As I said earlier, I think that what really counts for enjoyment of a pursuit is the density of men with beards and tankards. Some activities seem able to hold at once both people with large individual investments, and a welcoming attitude toward newcomers and casual participants. Many runners and cyclists, regardless of how much they spent on their kit, will be happy with and friendly toward anyone who turns up to the same event to run or ride alongside them. The next person may be on their super-list carbon fibre frame with $5000 wheels and bespoje saddly uniquely contoured to fit their cheeks, when you turn up on the $250 bike you got in the January sales. But they’re a cyclist, and you’re a cyclist, so hey, let’s get some cycling going.

Some activities are clearly at the transition, where variations in the density of the tankard field can locally push it past the critical limit. Most motorcyclists are happy to acknowledge and welcome other bikers (though obviously not scooter riders), with a few notable exceptions. Harley riders tend to only notice other Harley riders. The extreme end of the amateur track circuit only pays attention to how much you’ve bored out your cylinders (and anyone who’ll listen) and the amount of time you spend riding a dynamometer. And that certain class of BMW rider who watched The Long Way Down can’t believe that you don’t have mud pans, GPS, and aluminium flight cases attached to your bike when you go to the corner shop for a pint of semi-skimmed. But still, most bikers accept most other bikers, and talk to them about most biking.

And then there are the activities that are forever lost to the men with beards and tankards, for which the ratchet has turned so far that even if the barrier to entry is theoretically low, the barrier to sociable entry – to engaging with the community as an equal – can be insurmountable.

Consider astronomy. It used to be that if you had some cheap army surplus binoculars, you could go along to your local astronomy society and discuss what you’d seen of the moon, the planets and some of the brighter objects in the Messier catalogue. Then, with the introduction of the charge-coupled detector, the tankard brigade arrived in force. Now people will swap photos constructed from multiple hundreds of exposures through different narrow-band filters, taken with their large reflecting telescopes with computer-controlled star drives and the latest in CCDs (all probably permanently housed in purpose-built observatories in their gardens). No multi-thousand-dollar telescope (perhaps even no garden)? Nothing to discuss.

In some circles, folk music can have a more practice-driven ratchet system. The British folk revival of the 1970s brought with it literal men with actual beards and genuine tankards who defined what folk singing was (in apparent contradiction to the idea that it should be up to the folk to decide). Now there exist folk clubs where unless you have that certain nasal folkier-than-thou timbre in your voice and practiced wobbly delivery, and unless you can remember all of the words to all twelve verses without recourse to the book, you probably shouldn’t take part.

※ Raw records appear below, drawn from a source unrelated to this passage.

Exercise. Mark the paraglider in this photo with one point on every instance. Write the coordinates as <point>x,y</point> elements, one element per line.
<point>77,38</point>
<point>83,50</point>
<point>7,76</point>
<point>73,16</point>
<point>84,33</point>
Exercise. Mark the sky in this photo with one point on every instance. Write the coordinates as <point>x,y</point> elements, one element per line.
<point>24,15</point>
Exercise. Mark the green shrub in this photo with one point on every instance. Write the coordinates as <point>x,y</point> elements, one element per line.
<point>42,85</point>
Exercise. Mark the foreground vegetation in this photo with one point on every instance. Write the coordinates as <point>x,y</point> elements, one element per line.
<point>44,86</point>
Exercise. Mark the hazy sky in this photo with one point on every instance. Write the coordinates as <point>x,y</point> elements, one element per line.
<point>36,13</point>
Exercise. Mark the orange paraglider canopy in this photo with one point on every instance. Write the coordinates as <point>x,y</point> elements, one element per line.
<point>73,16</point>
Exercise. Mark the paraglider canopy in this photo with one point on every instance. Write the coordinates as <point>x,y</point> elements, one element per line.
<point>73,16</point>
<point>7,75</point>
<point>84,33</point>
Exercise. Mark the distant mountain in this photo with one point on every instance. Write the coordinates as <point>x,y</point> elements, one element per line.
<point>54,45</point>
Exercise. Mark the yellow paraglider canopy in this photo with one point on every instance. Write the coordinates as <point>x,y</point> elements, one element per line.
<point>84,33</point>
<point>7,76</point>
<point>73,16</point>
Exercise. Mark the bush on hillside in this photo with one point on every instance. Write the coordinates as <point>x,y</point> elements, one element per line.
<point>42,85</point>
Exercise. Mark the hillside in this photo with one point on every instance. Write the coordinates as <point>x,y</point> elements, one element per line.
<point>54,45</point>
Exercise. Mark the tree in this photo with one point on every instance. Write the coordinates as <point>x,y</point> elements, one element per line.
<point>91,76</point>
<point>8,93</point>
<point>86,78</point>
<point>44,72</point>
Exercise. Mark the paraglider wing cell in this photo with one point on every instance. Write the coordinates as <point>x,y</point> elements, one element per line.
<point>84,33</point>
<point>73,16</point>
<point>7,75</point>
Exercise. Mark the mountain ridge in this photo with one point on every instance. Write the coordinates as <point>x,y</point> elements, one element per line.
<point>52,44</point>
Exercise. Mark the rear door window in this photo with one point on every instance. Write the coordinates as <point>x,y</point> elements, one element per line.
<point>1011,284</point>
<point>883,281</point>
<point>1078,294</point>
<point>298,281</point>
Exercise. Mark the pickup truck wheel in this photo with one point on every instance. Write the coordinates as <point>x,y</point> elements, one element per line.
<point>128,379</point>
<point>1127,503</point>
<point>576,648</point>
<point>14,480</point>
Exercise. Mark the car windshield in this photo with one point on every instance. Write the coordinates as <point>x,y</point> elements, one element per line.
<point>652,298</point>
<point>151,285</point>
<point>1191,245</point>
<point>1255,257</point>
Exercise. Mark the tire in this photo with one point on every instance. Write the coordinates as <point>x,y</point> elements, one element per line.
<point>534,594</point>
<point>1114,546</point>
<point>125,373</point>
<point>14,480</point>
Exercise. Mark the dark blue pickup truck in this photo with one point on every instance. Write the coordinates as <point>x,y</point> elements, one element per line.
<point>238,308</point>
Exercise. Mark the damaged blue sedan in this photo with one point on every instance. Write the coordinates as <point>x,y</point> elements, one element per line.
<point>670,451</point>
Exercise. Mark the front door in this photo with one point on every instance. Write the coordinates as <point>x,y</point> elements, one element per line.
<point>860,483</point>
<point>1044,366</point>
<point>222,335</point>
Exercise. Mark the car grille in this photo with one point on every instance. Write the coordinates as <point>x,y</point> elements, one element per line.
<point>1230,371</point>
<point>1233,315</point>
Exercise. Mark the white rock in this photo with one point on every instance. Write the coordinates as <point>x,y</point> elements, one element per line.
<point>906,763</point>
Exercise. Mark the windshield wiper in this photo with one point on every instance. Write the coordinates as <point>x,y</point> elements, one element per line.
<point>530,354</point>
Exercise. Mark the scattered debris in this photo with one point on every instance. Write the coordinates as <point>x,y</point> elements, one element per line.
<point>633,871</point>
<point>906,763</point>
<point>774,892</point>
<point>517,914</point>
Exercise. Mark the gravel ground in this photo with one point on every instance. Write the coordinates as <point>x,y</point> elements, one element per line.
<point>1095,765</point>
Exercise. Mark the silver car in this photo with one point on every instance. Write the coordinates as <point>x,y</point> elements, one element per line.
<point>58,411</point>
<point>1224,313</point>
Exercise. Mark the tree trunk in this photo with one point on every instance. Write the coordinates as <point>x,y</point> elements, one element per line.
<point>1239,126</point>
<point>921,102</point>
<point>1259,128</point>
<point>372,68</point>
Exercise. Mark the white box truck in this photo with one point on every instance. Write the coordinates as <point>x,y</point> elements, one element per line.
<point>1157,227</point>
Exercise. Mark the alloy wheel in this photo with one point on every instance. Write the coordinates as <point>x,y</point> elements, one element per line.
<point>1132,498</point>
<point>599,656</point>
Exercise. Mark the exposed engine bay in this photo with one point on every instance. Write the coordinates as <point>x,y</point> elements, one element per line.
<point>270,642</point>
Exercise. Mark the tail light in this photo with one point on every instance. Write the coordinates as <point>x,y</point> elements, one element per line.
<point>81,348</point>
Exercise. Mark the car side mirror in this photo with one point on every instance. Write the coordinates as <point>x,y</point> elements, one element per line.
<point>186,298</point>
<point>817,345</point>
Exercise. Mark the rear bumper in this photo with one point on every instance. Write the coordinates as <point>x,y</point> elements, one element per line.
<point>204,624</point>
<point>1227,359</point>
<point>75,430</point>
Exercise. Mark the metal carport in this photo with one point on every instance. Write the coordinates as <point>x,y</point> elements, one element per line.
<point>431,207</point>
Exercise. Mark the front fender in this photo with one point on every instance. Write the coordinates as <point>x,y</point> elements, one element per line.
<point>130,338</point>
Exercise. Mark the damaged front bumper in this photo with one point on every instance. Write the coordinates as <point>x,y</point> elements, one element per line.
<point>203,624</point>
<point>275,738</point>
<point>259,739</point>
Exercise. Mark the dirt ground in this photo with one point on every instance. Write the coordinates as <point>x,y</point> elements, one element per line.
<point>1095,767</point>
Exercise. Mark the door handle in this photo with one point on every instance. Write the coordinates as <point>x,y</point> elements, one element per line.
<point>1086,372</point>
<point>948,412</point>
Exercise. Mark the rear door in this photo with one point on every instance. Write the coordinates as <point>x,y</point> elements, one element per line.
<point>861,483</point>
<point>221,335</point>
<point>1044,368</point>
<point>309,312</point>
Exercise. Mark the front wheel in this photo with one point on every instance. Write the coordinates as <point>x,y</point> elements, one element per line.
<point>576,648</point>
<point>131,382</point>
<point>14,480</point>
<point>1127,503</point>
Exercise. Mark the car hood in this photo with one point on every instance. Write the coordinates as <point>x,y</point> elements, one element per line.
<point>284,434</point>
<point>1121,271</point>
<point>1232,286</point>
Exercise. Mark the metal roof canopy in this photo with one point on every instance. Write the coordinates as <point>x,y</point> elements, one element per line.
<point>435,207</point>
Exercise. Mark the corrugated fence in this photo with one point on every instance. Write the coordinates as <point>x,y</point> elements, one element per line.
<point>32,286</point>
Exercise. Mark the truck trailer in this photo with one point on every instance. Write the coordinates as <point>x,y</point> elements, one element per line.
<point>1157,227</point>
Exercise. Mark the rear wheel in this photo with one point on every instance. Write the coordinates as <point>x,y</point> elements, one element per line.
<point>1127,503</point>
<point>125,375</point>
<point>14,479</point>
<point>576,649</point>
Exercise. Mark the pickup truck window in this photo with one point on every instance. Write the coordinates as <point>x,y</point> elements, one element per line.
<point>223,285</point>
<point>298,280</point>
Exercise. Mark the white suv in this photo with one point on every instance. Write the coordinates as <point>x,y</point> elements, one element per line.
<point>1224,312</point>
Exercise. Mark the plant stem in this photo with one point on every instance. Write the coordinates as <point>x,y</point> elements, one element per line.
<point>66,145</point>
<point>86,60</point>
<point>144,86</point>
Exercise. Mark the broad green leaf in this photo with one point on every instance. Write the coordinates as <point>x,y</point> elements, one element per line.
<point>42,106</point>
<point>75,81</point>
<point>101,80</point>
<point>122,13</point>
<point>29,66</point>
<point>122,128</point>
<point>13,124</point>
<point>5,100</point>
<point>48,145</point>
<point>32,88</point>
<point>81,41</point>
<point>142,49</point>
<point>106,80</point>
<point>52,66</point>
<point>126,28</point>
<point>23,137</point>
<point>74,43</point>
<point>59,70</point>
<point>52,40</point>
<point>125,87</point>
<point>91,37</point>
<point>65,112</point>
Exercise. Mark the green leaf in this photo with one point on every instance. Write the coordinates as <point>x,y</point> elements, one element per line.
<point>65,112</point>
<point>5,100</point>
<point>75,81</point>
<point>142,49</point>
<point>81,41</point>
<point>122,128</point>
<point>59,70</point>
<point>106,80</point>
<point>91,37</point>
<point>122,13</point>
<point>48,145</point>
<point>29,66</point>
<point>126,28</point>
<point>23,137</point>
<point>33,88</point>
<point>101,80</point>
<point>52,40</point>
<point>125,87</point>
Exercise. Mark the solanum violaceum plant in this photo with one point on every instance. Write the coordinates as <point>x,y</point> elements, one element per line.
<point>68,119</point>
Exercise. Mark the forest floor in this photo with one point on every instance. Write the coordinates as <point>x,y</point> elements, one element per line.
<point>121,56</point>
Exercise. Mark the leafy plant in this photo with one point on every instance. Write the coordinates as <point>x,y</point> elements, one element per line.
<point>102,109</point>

All of this leads me to my questions. As a programmer, which of the practices I participate in are pragmatic, which necessary, and which informed by the ratchet of the men with beards and tankards? How much of what we do is determined by what others do, and must be seen to be done before we can claim we’re doing it right?

And which things? Is it the runaway complexity of type systems that’s the ratchet, or the insistence of programming without the safety net at all in a dynamic language? Or both?

My naive guess is that tankardism manifests where unnecessarily highfalutin words are deployed, like ‘paradigm’ for ‘style’ or ‘methodology’ for ‘method’. And yes, that sentence was deliberately unnecessarily highfalutin.